We are delighted that our work with Josh Rappoport‘s laboratory, supported by the Birmingham-Nottingham Strategic Collaboration Fund, has led to successful publication. Well done to all, especially Sarah Fletcher who carried out all the experimental work, Mudassar Iqbal who did the model data fitting, and Sara Jabbari who has helped out both Mudassar with the modelling and Sarah with sorting out journal requirements.

Fletcher, S.J., Iqbal, M., Jabbari, S., Stekel, D.J. and Rappoport, J.Z. 2014. Analysis of Occludin Trafficking, Demonstrating Continuous Endocytosis, Degradation, Recycling and Biosynthetic Secretory Trafficking. PLoS ONE DOI: 10.1371/journal.pone.0111176.

Abstract

Tight junctions (TJs) link adjacent cells and are critical for maintenance of apical-basolateral polarity in epithelial monolayers. The TJ protein occludin functions in disparate processes, including wound healing and Hepatitis C Virus infection. Little is known about steady-state occludin trafficking into and out of the plasma membrane. Therefore, we determined the mechanisms responsible for occludin turnover in confluent Madin-Darby canine kidney (MDCK) epithelial monolayers. Using various biotin-based trafficking assays we observed continuous and rapid endocytosis of plasma membrane localised occludin (the majority internalised within 30 minutes). By 120 minutes a significant reduction in internalised occludin was observed. Inhibition of lysosomal function attenuated the reduction in occludin signal post-endocytosis and promoted co-localisation with the late endocytic system. Using a similar method we demonstrated that ~20% of internalised occludin was transported back to the cell surface. Consistent with these findings, significant co-localisation between internalised occludin and recycling endosomal compartments was observed. We then quantified the extent to which occludin synthesis and transport to the plasma membrane contributes to plasma membrane occludin homeostasis, identifying inhibition of protein synthesis led to decreased plasma membrane localised occludin. Significant co-localisation between occludin and the biosynthetic secretory pathway was demonstrated. Thus, under steady-state conditions occludin undergoes turnover via a continuous cycle of endocytosis, recycling and degradation, with degradation compensated for by biosynthetic exocytic trafficking. We developed a mathematical model to describe the endocytosis, recycling and degradation of occludin, utilising experimental data to provide quantitative estimates for the rates of these processes.
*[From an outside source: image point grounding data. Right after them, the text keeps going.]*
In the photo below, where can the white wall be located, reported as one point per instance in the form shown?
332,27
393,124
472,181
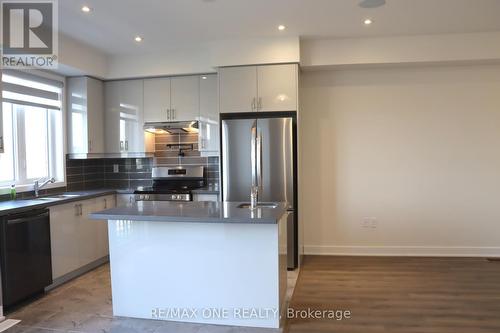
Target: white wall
470,47
205,57
76,58
415,148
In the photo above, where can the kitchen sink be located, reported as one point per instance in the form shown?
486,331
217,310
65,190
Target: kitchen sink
259,205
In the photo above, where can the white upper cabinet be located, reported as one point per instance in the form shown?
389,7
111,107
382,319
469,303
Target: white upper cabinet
258,88
238,89
277,87
157,100
171,99
124,116
86,115
209,117
2,147
184,96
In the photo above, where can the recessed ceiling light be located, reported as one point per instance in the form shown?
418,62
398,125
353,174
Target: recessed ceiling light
371,3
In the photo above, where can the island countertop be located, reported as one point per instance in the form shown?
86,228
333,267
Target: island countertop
193,211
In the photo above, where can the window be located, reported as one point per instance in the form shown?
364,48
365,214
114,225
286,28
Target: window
32,128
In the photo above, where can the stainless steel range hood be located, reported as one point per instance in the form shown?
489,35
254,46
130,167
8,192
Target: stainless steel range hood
173,127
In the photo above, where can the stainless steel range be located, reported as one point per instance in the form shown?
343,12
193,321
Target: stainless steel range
172,184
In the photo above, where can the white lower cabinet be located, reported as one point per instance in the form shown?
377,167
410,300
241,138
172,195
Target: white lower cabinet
76,240
64,221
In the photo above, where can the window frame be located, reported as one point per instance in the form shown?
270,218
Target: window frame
22,183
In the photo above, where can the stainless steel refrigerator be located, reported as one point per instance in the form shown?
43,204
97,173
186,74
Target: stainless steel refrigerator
261,148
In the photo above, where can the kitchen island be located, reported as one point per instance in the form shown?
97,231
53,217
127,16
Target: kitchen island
198,262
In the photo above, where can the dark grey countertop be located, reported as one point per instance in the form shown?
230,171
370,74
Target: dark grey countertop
19,205
15,206
194,211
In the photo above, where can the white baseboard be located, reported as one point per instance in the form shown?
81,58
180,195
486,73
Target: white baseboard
408,251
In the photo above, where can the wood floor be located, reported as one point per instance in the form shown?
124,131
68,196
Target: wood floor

# Inferring the error variance in Metropolis-Hastings MCMC

One of the great joys of working with two talented post-docs in the research group – Mike Stout and Mudassar Iqbal – as well as a great collaboration with Theodore Kypraios, is that they are often one step ahead of me and I am playing catch-up. Recently, Theo has discussed with them how to estimate the error variance associated with the data used in Metropolis-Hastings MCMC simulations.

The starting point, usually, is that we have some data, let us say $y_i$ for $i=1, \cdots, n$, and a model – usually, in our case, a dynamical system – which we are trying to fit to the data. For any given set of parameters $\theta$, our model will provide estimates for the data points that we will call $\hat y_i$. Now, assuming uniform Gaussian errors, our likelihood function $L(\theta)$ looks like:

$L(\theta) = \prod_{i=1}^n \frac{1}{\sqrt{2 \pi\sigma^2}}e^{-\frac{1}{2}(\frac{y_i - \hat y_i}{\sigma})^2}$

where $\sigma^2$ is the error variance associated with the data. Now, when I first started using MCMC, I naively thought that we could use values for $\sigma^2$ provided by our experimental collaborators, and so we could use different values of $\sigma^2$ according to how confident our collaborators were in the measurements, equipment etc. What I found in practice was that these values rarely worked (in terms of convergence of the Markov chain) and we have had to make up error variances using trial and error.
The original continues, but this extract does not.